Aloia, Di Muro, Garofalo: dallo studio dell'agorafobia all'eccellenza della sperimentazione teatrale

di Roberta Calò. "Nella mia stanza ho tutto ciò che voglio, la ia vita vera è su internet. Mi basto". Un urlo che ha squarciato il silenzio della galleria BluOrg dove proprio domenica ha preso vita lo spettacolo "Il chiodo che sporge va preso a martellate", l'ultimo appuntamento con la rassegna "Il cuore secondo Giovanni" offerto dall'associazione Artecrazia con il Patrocinio dell’Università degli Studi di Bari “Aldo Moro”, in collaborazione con il “Manifesto del Teatro delle Bambole” e “Federico II Eventi”.
L'idea è nata da una delle più tristi piaghe della società moderna incarnata dalla figura degli hikikomoro che incarnano pienamente quanto sosteneva Einstein: "La mente è come il paracadute. Funziona solo quando è aperta": giovani che si isolano dal mondo trovando la propria dimensione vitale in uno stato autoreclusivo di agorafobia tra le mura del web rifuggendo occhi, voci, input provenienti dalla vita vera. Presentato come studio in fase di tutoraggio che, così come illustrato dalle tre attrici (Aloia, Di Muro, Garofalo), punta sul feedback del pubblico per crescere e approfondirsi, in realtà questa apparente sperimentazione ha dimostrato senza mezzi termini di avere acclamate basi per diventare un grande spettacolo.
La comunicazione viene posta al centro della vita di queste tre sorelle, ciascuna ben caratterizzata dalle proprie peculiarità empiriche e sopraffatta dalla propria esistenza, ma non abbastanza da riuscire ad ignorare quella sottile linea rossa che le lega nel sangue dell'amore fraterno. Urla strozzate, scatti di ribellione, corse in cui rivive il passato per poi scontrarsi col proprio riflesso nello specchio e raggiungere l'autocoscienza dei propri limiti, delle proprie potenzialità, delle proprie paure, delle proprie debolezze. Silenzi e parole, equilibrati nella giusta misura e precisamente calibrati sulle note di una vena ora ironica ora patetica ora sentimentale, s'alternano in quello che viene posto come obiettivo centrale: "Nelle foto da bambine io ho sempre l'espressione di chi ha accanto uno sconosciuto. Ti tenevo per mano. Volevo proteggerti".

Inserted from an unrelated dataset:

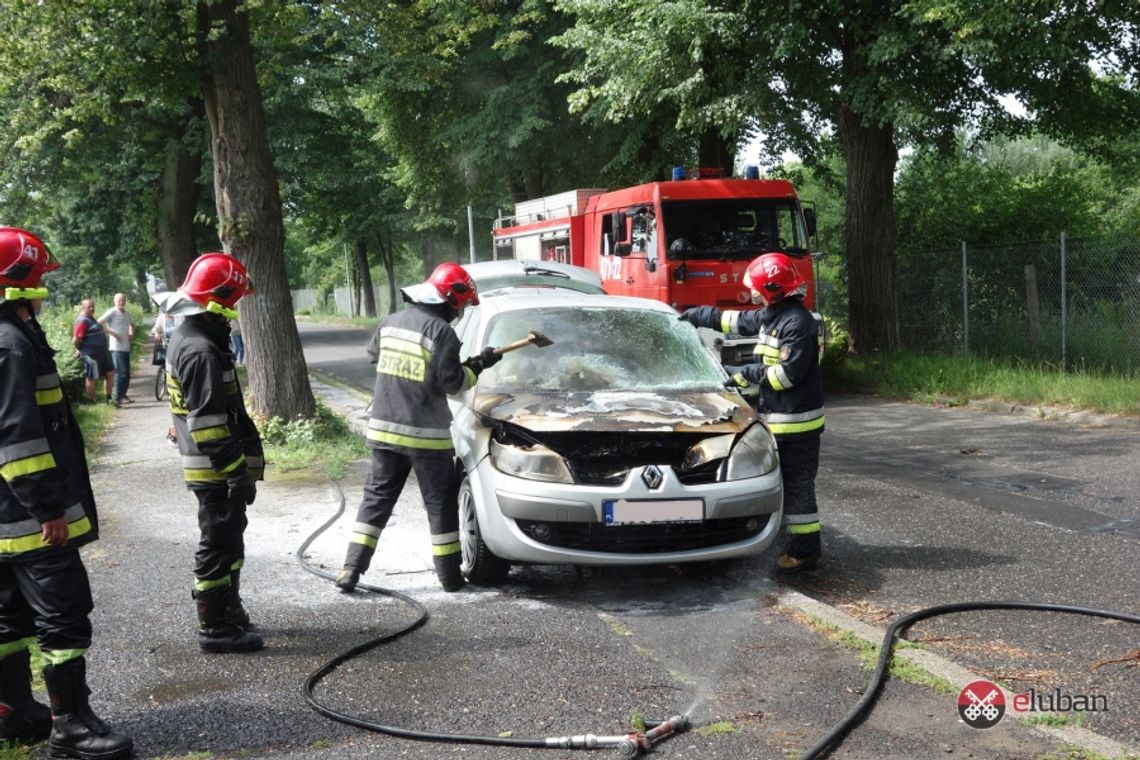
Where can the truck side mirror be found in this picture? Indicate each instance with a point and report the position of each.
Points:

Un megafono altro da sé continua a ripetere "Lasciami in pace" e la stereotipizzazione d'uno status quo, quello virtuale, fa il resto nel definire i contorni d'una pseudoesistenza su cui piovono impassibilmente sacchi di immondizia. Le mura di internet appaiono insormontabili e indistruttibili, l'animo che vi è rinchiuso appare quasi irraggiungibile nel suo totale annichilimento ma un foro nella parete, una foto, una ridondante cantilena che ora si fa dolce canzoncina riescono a far franare la roccaforte del web e la guerra è vinta dall'amore, da una favola che ruota attorno alla parola "Ti Amo", dalla forza di volontà che strappa di dosso una personalità che non appartiene, risveglia dal torpore e torna a far rivivere la vera essenza dell'essere umano nel rapporto col proprio io e con gli altri.
Si sorride, si racconta, si riflette attraverso la proverbiale interpretazione di tre ragazze che, giocando con il mito della dea Amaterasu, hanno offerto a quanti hanno voluto assistere, non solo una storia, ma un mondo su cui riflettere per comprendere fino in fondo quel sottile substrato di apertura o di chiusura che può pericolosamente sottintendere ad ogni relazione umana.